Pasaba yo por la misma calle de la ciudad de Murcia todos los días camino de mi oficina, y siempre lo veía recostado sobre la pared del llano de unas escaleras, arrebujado en una manta, con su botella de coñac que era la que lo ayudaba a sobrellevar el implacable rigor del crudo invierno, y completamente ajeno a los ajetreos de la calle.

Junto a él, su siempre fiel y cariñoso amigo: su servicial perro, y sus pocas pertenencias; un simple carrito con dos ruedas, en el que cargaba periódicos, cartones y chatarras, y que después vendía en su chatarrería habitual, y también una pequeña mochila verde.

Me resultaba difícil calcular su edad puesto que la barba le comía media cara, y no quería dejarme engañar por las arrugas que le surcaban parte de la frente, a causa de su pétrea vida a la intemperie.

Por allí lo llamaban Murcianico, según me dijo el dueño del bar, en el que yo desayunaba por casualidad una mañana de enero, cuando Murcianico entraba a recoger un montón de periódicos atados con una fina cuerda y todos ellos pasados de fechas, que le tenían reservado.
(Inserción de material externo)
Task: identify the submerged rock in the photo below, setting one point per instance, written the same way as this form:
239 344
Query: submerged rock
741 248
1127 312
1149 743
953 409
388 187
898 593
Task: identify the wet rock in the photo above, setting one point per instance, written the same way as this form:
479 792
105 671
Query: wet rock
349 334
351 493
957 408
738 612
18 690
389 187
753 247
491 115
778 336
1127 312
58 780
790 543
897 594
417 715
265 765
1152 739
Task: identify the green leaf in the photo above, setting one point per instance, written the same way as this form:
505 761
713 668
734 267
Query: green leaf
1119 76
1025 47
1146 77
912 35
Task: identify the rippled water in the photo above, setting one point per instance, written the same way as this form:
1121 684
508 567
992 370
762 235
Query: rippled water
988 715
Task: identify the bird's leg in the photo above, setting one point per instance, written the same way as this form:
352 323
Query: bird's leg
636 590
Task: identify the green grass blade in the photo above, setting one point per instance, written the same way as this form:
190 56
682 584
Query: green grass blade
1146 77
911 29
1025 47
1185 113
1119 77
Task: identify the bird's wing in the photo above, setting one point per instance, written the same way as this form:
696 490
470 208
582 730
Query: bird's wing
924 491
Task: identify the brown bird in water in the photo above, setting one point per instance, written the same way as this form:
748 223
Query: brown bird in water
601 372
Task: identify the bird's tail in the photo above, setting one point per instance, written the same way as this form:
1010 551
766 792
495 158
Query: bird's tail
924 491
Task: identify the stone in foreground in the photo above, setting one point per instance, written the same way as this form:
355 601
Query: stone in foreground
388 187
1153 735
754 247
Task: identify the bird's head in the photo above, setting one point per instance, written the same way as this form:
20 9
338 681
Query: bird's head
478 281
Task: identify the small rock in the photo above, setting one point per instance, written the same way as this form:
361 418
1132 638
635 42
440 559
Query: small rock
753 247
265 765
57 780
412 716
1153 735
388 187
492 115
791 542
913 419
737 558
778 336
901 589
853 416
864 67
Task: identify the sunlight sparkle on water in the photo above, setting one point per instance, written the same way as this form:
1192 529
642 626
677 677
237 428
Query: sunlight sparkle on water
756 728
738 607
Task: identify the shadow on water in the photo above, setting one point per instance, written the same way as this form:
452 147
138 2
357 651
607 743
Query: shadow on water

— ¿Un carajillo, amigo Murcianico? –le preguntó el dueño del bar.
— Antes el negocio que el ocio –respondió, rechazando la invitación.

Y salió del bar con pasos rápidos, para tratar de vencer el frío acumulado en su cuerpo por tantas noches sometido a las severas inclemencias del tiempo. Tenía trabajo, esto era algo evidente, y disciplina también.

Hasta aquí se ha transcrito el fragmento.